What is it like living and working in NY? Simultaneously inspiring and difficult! Everything moves at a very fast pace. But there’s always someone fascinating to have dinner with or talk to. My mind is constantly engaged and people are doing really interesting and inspiring things. The city refuses to let me be lazy, and there’s always a new pocket of the city unexplored. I’ve also had to accept FOMO since it’s impossible to see and do everything.
What is influencing your work right now? Protests under the Trump administration, YouTube sewing tutorials, furniture design from the 60’s and 70’s, the gender revolution, and language.
Currently reading? The Adirondack Guide-Boat, The Man Who Mistook His Wife for a Hat, Wittgenstein’s On Certainty, and Sarah Schulman’s After Delores.
What are some recent, upcoming or current projects you are working on? Right now, I’m working on some new thread pieces I’ll show at Armory with Ronchini Gallery. And last year was such a great year! Duro Olowu included me in ‘Making and Unmaking’ at the Camden Arts Centre, and took part in Tim Sayer’s exhibition at the Hepworth Wakefield. I also did a residency with the Shandaken Project at Storm King.

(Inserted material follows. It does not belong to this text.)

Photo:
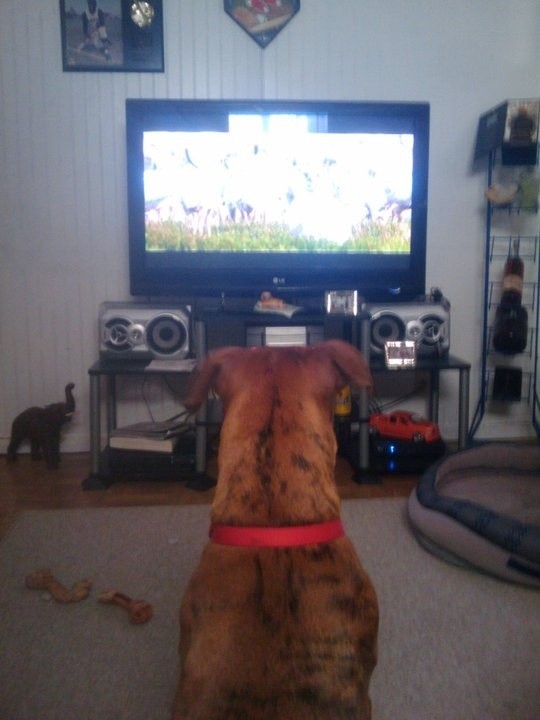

Favorite drink? I have to say smoothies as I make them religiously. I use a Nutribullet and I can’t remember what life felt like without it. I even took it with me to my residency, and all the other artists were very supportive and ended up converting too. It’s sort of a cult figure now.
Who are some of your favorite artists? Recently I find myself looking at the work of Hannah Levy, Iman Issa, Helen Marten, Jessi Reaves and Ryan Lauderdale. I like the way these people are dealing with cultural detritus and minimalism. They’re making work that references our digital lives without a screen being the focus of the work. I just love the way Helen Marten plays with language. People I’ve always and will continuously admire are Agnes Martin, Dadamaino, Carol Bove, Paolo Scheggi, and Lygia Clark.
What is your process like? My process is fairly slow and multifaceted. I’m making works that require many different types of making. Much of the process takes a good amount of time and requires several steps. For the string pieces, I take threads out of canvas one by one. I then manipulate and sew the fabric, I attach it to the frame one thread at a time, and then I paint the work. It’s tedious. My process also involves a lot of coffee, tacos, and snacks.
Favorite NY hangouts? Prospect Park, Greenwood Cemetery, Raoul’s, St. Ann’s Warehouse.
Cats or dogs? I really want a dog.
What’s your absolute favorite place in the city/the world to be? Soaking in a hot pool of water somewhere or swimming in an ocean.
What were you like in high school? A total nerd, wishing I were a better basketball player.
What are some of the best or worst reactions you have gotten as a result of your work? Response to abstraction is totally subjective and people see what they want to see. That can range from comparison to a landscape, wearable garments, or recalling some latent memory about a woman wearing a sundress. I think thats personal and I don’t deem them as good or bad.